Il frappait. Il attendait. Il frappait...
Tous ces
tocs-là ! Tocs ! toc ! toc ! toc ! toc ! résonnaient sûrement dans chaque pièce
du bâtiment tant ils étaient appliqués avec fermeté ; partout leurs vibrations
devaient être perceptibles. Dans sa tête, Philippe croyait entendre l’écho
irritant des coups obstinés se multiplier sur les murs des grandes salles.
Philippe
devenait impatient, presque en colère contre cet individu tyrannique qui
s’acharnait à briser le calme de la demeure inoccupée. Il était surtout
exaspéré par l’immobilité de la maison, par son impossibilité de réagir ; il se
sentait les bras ficelés. Il devinait, ou croyait deviner, que la maison
souhaitait se débarrasser de cet importun, qu’elle aurait aimé l’écarter d’un
coup de porte ou lui lancer quelques pierres de son revêtement.
Philippe
imagina soudain qu’une gigantesque main invisible venait empoigner tout le
corps de l’homme et l’étranglait sur place en lui brisant les os. Au même
moment, ou presque, dans la réalité et non plus dans son imagination, l’homme
s’écroulait sur le trottoir. Il venait de mourir.
Philippe
ne comprit pas tout de suite ce qui s’était passé ; il se demanda, il devait le
dire plus tard, s’il avait été surpris en voyant la porte d’en face s’ouvrir
soudainement et l’homme tomber subitement. Peut-être s’y attendait-il, comme si
à ses yeux il ne méritait que ça.
Quand le
jeune homme vit que l’homme ne se relevait pas, il s’éloigna de la fenêtre de
son pigeonnier et reprit son travail à son bureau. Tout cela ne le concernait
plus ! Il laissait à madame Yvonne Hazel le soin d’appeler une ambulance et la
police. Philippe se bourra une pipe fraîche et attendit quelques instants. Il
ne pouvait rien faire. L’homme était mort d’un arrêt du cœur. À cause du froid,
sans doute.
Le
Ministre Michel Brayeur était le fils de Pierre Brayeur, le compagnon de
Martine Deloyer.
Malgré
tout, Philippe dût donner sa version des faits, ce qui revenait à dire la même
chose que madame Hazel, à un détail près, puisque la bonne femme a affirmé
qu’avant de tomber, le politicien s’était approché de la fenêtre, les yeux
grands ouverts, comme s’il était soudainement témoin d’une scène incroyable.
Philippe
ne vit point cette scène. Il devait apprendre dans la soirée ce qui s’était
passé dans la maison d’en face et pourquoi le politicien était mort, grâce à un
coup de téléphone d’un ancien confrère de La Gazette de Liège.
— Tout
porte à croire que M. le Ministre Michel Brayeur a été impressionné par le
spectacle qui s’offrait à ses yeux dans la rue, puisque la police a découvert
le corps sans vie de Pierre Brayeur, son père ; la compagne du père Brayeur,
Martine Deloyer, tournait sur elle-même en criant et nous avons appris que M.

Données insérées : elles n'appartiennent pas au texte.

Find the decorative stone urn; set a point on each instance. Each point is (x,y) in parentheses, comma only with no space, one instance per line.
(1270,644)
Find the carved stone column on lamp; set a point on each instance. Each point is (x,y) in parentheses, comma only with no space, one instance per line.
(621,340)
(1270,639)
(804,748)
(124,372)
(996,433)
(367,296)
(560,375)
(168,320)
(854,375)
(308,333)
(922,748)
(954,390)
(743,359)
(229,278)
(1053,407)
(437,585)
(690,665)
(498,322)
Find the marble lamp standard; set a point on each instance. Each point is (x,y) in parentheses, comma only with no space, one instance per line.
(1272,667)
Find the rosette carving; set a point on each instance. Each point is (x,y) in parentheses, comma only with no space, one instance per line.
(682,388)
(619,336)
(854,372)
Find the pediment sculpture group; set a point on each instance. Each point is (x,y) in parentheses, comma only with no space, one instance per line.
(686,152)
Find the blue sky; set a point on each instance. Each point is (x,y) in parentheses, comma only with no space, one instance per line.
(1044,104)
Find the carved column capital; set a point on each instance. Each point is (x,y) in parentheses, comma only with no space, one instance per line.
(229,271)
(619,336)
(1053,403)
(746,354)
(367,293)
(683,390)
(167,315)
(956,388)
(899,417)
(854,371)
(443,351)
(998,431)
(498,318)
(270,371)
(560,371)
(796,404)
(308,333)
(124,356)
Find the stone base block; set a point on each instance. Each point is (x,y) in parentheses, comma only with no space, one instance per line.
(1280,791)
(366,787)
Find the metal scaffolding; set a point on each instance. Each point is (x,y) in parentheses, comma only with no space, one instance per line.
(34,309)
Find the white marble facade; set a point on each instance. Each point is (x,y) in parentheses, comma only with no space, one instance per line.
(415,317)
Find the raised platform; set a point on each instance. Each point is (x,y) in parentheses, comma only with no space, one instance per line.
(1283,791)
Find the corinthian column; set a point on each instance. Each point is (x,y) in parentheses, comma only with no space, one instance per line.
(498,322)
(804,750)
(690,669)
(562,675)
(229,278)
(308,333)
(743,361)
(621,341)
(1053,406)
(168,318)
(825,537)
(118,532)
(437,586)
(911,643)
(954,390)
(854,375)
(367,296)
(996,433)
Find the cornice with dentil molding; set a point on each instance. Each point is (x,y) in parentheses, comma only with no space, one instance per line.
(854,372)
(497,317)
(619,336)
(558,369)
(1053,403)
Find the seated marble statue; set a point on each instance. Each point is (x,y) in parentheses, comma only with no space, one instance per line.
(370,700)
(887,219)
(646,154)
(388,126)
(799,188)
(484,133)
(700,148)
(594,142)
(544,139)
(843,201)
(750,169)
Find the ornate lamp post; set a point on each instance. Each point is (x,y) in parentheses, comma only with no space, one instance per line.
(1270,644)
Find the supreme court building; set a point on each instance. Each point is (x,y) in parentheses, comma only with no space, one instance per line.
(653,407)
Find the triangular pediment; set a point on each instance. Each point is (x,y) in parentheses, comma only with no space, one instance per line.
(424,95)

le Ministre Brayeur était venu voir son père à la suite d’un coup de téléphone
des voisins qui avaient signalés, à la brigade de la gendarmerie, avoir entendu
des cris à l’intérieur de la maison, avait dit l’ex-confrère de Philippe.
« Outre
cela, M. le Ministre Brayeur, a dû être effrayé en voyant l’intérieur du séjour
du bas. Les cadavres de deux chiens étaient étendus immobiles depuis longtemps
sur le sol et on a dû faire appel au service de désinfection de la ville. De la
fiente jonchait le sol dans l’entrée, dans le séjour du bas, dans le séjour du
haut et dans les greniers où l’on trouva deux cadavres de petits caniches. Il
ne devait plus avoir, depuis belle lurette, ni gaz ni eau ni électricité.
« La
préfecture de la police de Liège a placé madame Martine Deloyer dans une maison
de repos, après avoir essayé de la maîtriser.
Actuellement,
à quatre-vingt-seize ans, Martine Deloyer ne se souvient toujours pas des
dernières années de sa vie. Elle ne sait toujours pas non plus pour quelle
raison elle se trouve dans cette maison de repos qui n’a rien de folichon. Elle
en veut au monde entier parce qu’on ne lui a pas dit de quelle façon était mort
son compagnon et pourquoi enfin elle n’avait plus aucun vêtement à se mettre
sur le dos, exception faite d’une vieille et petite veste en cuir brun passé.